The administration's moves to alter the shape of the FCIC stem largely from the costs of the program: it pays out about $1.50 for each $1 it takes in. Most experts agree that the budget cuts will mean higher premium rates for farmers, and that in all likelihood participation will decline.

"We can't continue to have the losses we've had the last five years," Sprague said. "We have tried to set rates to losses."

Although Congress expanded the insurance program in 1980, the FCIC's costs have skyrocketed while covered acreage has remained fairly static: 44.5 million acres insured in 1981, 43 million last year. But administrative costs went from $92 million in 1981 to $177 million in 1984; premium subsidies rose from $47 million in 1982 to $61 million last year.

Sprague said the administration believes that a revamped program can be "more efficient," and that "farmers ultimately can bear the full cost of insurance." He noted that agriculture is the only industry covered by federally subsidized insurance.

"The corporation's book is shifting dramatically," Sprague said. "We're becoming more of a reinsurance company, rather than writing insurance on federal paper . . . . The objections are from a small group, . . . an association that doesn't represent all of the agents."

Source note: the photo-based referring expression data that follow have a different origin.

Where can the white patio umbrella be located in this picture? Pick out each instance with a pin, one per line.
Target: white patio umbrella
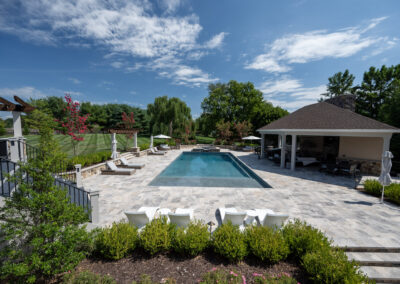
(385, 178)
(251, 138)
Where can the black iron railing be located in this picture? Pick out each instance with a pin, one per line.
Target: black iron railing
(76, 195)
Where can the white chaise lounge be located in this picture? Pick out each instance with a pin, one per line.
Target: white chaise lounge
(181, 217)
(232, 215)
(114, 170)
(125, 163)
(141, 217)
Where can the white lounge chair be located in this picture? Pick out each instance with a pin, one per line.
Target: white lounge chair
(232, 215)
(154, 151)
(275, 220)
(141, 217)
(114, 170)
(125, 163)
(181, 217)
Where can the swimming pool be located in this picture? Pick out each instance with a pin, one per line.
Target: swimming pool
(208, 170)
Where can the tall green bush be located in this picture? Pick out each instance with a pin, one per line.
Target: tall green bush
(43, 229)
(230, 242)
(330, 265)
(192, 240)
(156, 236)
(267, 244)
(117, 241)
(303, 238)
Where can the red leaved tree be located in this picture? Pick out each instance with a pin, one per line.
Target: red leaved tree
(74, 123)
(129, 123)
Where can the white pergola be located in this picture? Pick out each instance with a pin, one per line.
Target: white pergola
(385, 134)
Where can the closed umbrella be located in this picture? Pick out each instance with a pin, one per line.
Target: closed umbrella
(386, 166)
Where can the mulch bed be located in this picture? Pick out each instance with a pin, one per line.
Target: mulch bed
(183, 270)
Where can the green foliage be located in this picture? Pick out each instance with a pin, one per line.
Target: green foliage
(303, 238)
(236, 102)
(340, 84)
(192, 240)
(43, 230)
(330, 265)
(267, 244)
(156, 236)
(392, 192)
(168, 116)
(87, 277)
(88, 159)
(230, 242)
(117, 241)
(373, 187)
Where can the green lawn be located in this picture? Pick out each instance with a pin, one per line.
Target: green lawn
(99, 142)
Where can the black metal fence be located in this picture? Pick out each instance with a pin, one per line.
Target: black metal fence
(76, 195)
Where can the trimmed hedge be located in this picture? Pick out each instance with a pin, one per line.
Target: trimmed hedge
(392, 192)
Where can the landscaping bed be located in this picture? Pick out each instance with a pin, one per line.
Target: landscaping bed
(185, 270)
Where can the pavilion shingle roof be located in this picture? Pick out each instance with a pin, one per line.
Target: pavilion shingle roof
(326, 116)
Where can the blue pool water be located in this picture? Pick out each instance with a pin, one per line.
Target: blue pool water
(208, 170)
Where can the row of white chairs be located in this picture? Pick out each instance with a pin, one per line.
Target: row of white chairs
(182, 217)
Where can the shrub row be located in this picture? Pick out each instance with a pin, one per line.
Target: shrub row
(88, 159)
(392, 192)
(307, 245)
(212, 277)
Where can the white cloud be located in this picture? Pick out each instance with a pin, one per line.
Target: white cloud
(26, 93)
(124, 28)
(290, 93)
(216, 41)
(316, 45)
(75, 81)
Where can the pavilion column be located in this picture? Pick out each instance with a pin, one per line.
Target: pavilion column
(293, 156)
(262, 145)
(17, 124)
(135, 140)
(283, 150)
(386, 143)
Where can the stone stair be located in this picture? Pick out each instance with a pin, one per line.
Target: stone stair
(381, 264)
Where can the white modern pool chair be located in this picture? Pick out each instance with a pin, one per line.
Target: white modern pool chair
(125, 163)
(275, 220)
(232, 215)
(141, 217)
(114, 170)
(181, 217)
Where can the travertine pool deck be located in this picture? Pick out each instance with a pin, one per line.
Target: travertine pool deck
(330, 203)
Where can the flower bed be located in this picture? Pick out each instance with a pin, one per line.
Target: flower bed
(297, 253)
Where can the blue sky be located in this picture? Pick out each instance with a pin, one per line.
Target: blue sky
(133, 51)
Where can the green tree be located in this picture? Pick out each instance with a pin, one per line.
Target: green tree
(168, 115)
(340, 84)
(377, 88)
(43, 230)
(236, 102)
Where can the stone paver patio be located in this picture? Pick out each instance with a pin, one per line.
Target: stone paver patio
(330, 203)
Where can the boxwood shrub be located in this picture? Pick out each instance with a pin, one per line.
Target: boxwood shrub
(267, 244)
(303, 238)
(192, 240)
(330, 265)
(230, 242)
(156, 236)
(117, 241)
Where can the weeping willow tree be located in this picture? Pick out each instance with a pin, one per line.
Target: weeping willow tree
(169, 116)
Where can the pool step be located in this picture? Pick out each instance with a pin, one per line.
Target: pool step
(381, 264)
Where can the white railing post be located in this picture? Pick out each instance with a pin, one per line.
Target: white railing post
(78, 175)
(94, 204)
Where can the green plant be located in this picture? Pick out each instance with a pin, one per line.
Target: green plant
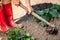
(48, 14)
(19, 34)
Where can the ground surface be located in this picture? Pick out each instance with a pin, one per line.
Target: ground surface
(36, 30)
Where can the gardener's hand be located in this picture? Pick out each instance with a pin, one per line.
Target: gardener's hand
(16, 2)
(30, 10)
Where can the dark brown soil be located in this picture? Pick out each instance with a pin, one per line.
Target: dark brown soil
(36, 30)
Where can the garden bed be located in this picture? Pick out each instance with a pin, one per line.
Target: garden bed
(35, 29)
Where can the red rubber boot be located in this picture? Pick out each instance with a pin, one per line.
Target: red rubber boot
(3, 26)
(9, 16)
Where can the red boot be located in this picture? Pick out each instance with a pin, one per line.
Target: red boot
(3, 25)
(9, 16)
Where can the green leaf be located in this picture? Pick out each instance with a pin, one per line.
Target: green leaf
(46, 10)
(55, 6)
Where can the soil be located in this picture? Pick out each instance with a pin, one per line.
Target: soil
(35, 29)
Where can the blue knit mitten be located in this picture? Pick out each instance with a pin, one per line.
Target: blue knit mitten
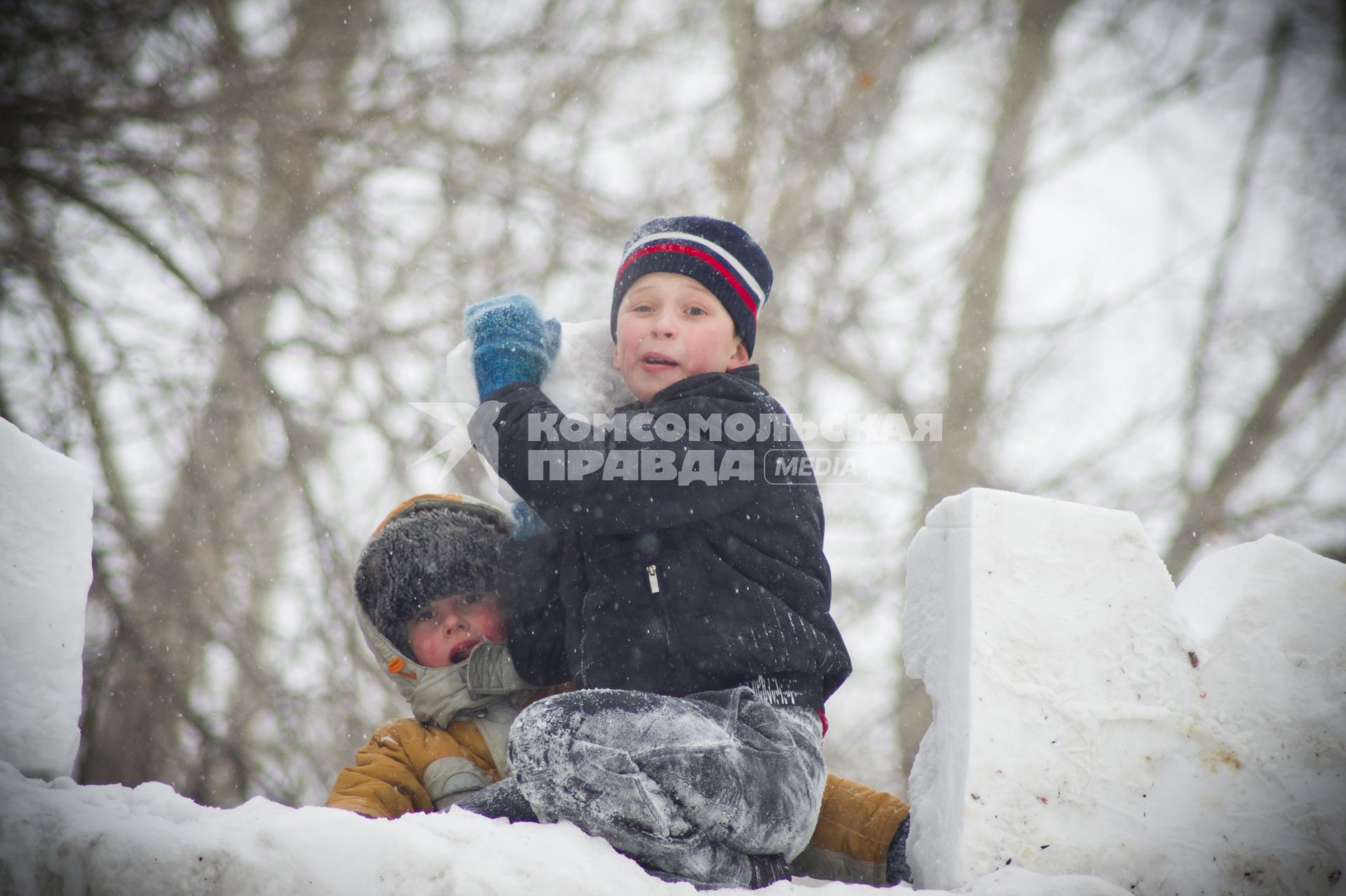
(510, 342)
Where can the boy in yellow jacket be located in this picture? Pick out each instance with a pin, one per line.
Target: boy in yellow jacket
(427, 606)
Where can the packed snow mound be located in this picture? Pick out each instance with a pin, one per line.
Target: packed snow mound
(114, 841)
(46, 566)
(1084, 724)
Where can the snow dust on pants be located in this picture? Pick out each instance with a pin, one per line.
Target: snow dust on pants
(690, 786)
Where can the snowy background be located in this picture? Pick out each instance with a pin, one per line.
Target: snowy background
(1216, 764)
(1101, 238)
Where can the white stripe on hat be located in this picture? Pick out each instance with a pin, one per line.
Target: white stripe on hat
(734, 263)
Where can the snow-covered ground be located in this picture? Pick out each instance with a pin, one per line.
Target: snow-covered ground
(67, 839)
(1094, 731)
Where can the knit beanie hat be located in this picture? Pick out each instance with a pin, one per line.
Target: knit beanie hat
(716, 253)
(430, 550)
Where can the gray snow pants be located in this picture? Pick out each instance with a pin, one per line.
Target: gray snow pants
(688, 786)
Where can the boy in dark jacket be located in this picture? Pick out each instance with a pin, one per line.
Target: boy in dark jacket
(692, 595)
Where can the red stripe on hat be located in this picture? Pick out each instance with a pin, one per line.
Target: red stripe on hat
(705, 256)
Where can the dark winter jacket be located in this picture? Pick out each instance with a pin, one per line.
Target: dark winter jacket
(672, 585)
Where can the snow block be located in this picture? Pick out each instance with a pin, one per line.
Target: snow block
(46, 568)
(1081, 727)
(1061, 681)
(1271, 622)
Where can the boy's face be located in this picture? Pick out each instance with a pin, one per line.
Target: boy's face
(446, 631)
(671, 327)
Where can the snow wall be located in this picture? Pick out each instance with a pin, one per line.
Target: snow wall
(1091, 720)
(46, 566)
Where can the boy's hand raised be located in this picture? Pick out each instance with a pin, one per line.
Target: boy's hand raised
(510, 342)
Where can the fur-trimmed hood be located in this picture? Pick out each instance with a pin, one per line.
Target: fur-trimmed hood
(485, 679)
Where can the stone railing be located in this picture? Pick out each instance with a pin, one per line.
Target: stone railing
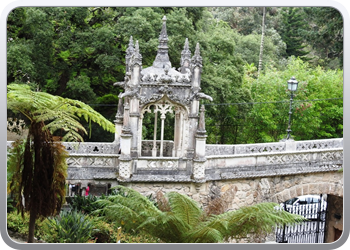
(101, 161)
(261, 148)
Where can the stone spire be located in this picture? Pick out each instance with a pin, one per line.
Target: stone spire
(197, 59)
(201, 123)
(136, 57)
(129, 51)
(162, 58)
(185, 57)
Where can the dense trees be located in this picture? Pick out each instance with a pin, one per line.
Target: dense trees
(176, 218)
(79, 52)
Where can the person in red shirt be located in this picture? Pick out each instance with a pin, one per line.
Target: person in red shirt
(87, 190)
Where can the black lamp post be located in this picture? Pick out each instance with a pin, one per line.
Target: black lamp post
(292, 86)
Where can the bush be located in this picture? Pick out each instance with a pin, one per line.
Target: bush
(84, 204)
(16, 223)
(69, 227)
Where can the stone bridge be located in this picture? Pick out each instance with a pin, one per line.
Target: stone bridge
(256, 172)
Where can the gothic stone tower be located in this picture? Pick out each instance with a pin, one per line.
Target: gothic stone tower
(161, 89)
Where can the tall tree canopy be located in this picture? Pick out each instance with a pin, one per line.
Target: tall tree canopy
(79, 52)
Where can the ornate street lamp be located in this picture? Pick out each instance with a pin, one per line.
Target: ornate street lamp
(292, 86)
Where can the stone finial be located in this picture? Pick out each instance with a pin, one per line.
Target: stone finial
(197, 59)
(201, 123)
(129, 51)
(126, 124)
(120, 111)
(185, 57)
(162, 58)
(136, 57)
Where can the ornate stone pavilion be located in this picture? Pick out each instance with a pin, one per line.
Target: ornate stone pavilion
(161, 89)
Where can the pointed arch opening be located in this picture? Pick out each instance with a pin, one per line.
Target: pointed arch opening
(162, 129)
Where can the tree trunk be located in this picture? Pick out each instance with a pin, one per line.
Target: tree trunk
(262, 41)
(32, 219)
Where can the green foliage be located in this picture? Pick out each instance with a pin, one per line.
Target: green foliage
(311, 119)
(59, 113)
(179, 219)
(293, 24)
(84, 204)
(70, 227)
(10, 206)
(19, 224)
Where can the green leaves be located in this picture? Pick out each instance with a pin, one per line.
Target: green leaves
(186, 221)
(71, 227)
(58, 114)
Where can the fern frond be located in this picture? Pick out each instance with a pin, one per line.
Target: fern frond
(185, 208)
(258, 218)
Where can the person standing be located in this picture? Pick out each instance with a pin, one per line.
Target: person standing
(87, 190)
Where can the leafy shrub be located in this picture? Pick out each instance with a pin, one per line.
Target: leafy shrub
(16, 223)
(69, 227)
(103, 232)
(84, 204)
(10, 206)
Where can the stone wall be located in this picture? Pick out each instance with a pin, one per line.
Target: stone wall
(253, 190)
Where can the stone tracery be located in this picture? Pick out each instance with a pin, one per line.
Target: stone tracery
(161, 89)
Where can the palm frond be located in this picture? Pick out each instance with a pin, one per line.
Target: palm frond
(256, 219)
(55, 111)
(185, 208)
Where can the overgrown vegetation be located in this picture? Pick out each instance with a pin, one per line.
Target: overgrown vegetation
(169, 218)
(179, 219)
(38, 164)
(79, 52)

Under the administration's proposal, the FCIC would end its present direct insurance program and instead underwrite policies sold by commercial companies. The proposal, published in March in the Federal Register, has stirred a storm on Capitol Hill and brought calls for investigative hearings.

Leading the charge against the administration plan is the Master Marketers Association of America, mostly small independent agents who act as direct sales agents for the FCIC. The proposed changes would cut them out of the business.

On the other side is the American Association of Crop Insurers, made up mostly of insurance companies, which calls the Reagan plan "a dream come true." It has mounted a major lobbying effort on behalf of the administration's plan to "privatize" the insurance program -- that is, to remove the master marketers from the business.

An AACI strategy memo in March said, "If FCIC goes ahead with the proposed termination, it means less government and less government expense. If FCIC does not, it will be due to the amount of negative comments received and pressure from Congress. The administration can say it tried, but obviously the reinsured companies were not prepared to handle the job."

AACI Washington representative Mike McLeod said the master marketers' role "is one issue," and, even though his group would like to see the competition eliminated, it thinks some federal crop insurance subsidy is needed.

"To us, the subsidy question is more important," he said. "We think termination of the subsidy would make the premium costs so high that the average farmer could not afford the insurance. We're not in favor of terminating any subsidy with the agricultural economy being what it is."

Sprague noted that some of the same AACI companies in 1980 opposed expanding the federal insurance program. He said, " 'Dream come true' means a chance for them to do what they do best without competition."